Zurück in die Schule

Nach 55 Tagen endet der Lehrerstreik - mit einem mageren Ergebnis

Von Sabine Brandes

Schluss mit lustig, Ende der Party. Nach einer schier endlosen großen Pause kehrten 600.000 israelische Oberschüler an diesem Sonntag zurück zum Ernst des Lebens. 55 Tage hatte der Lehrerstreik gedauert, jetzt soll so schnell wie möglich Ruhe und Ordnung einkehren. Nur wenige Minuten, bevor die Richter am Arbeitsgericht die Lehrer per Bescheid zurück in die Klassenzimmer geordert hätten, einigte sich die Gewerkschaft mit den Finanz- und Bildungsministerien.
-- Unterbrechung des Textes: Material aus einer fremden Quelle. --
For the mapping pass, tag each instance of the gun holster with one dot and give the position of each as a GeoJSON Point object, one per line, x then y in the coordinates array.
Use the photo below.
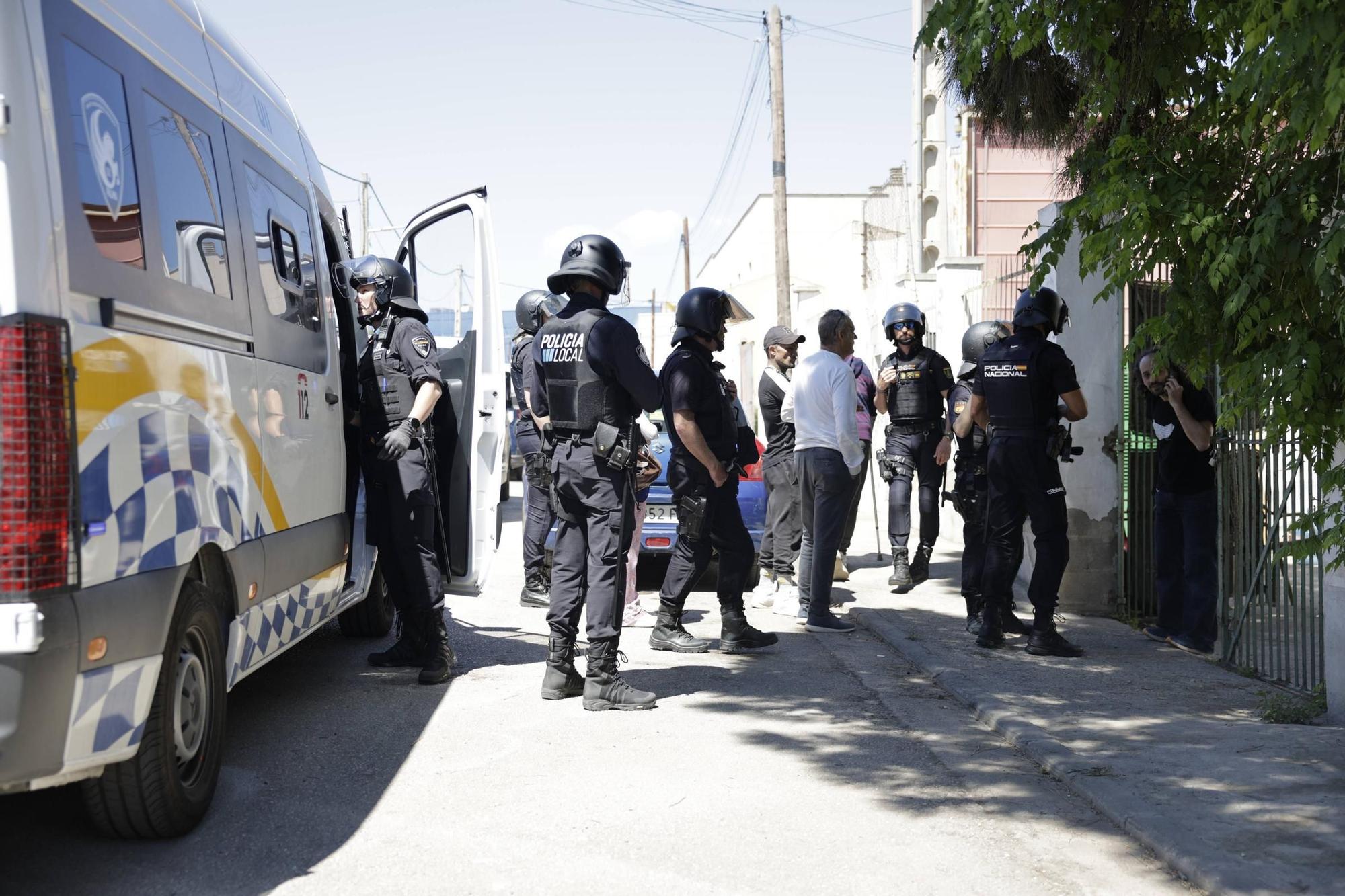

Von Siegestaumel und Euphorie ist auf der Seite der Streikenden allerdings kaum etwas zu spüren. Stattdessen sieht man in vielen Lehrerzimmern resigniertes Schulterzucken. Von den anfangs geforderten 50 Prozent Gehaltserhöhung ist nach zig geplatzten Verhandlungen nicht mehr viel übrig. Magere zehn Prozent mehr Geld können die Pädagogen demnächst erwarten, wovon 1,5 Prozent die generelle Steigerung der Einkommen für Angestellte im öffentlichen Dienst sind. „Der Streik war ein ganz schöner Flop", findet Amit Levin, Lehrer aus Beer Schewa. „Wir haben doch nicht fast zwei Monate durchgehalten, um so eine lächerliche Summe zu erstreiten", meint er frustriert. „Dieses Verhandlungsergebnis wird sicher wenig zu einer besseren Stimmung bei uns beitragen. Mir scheint, der nächste Streik ist schon programmiert."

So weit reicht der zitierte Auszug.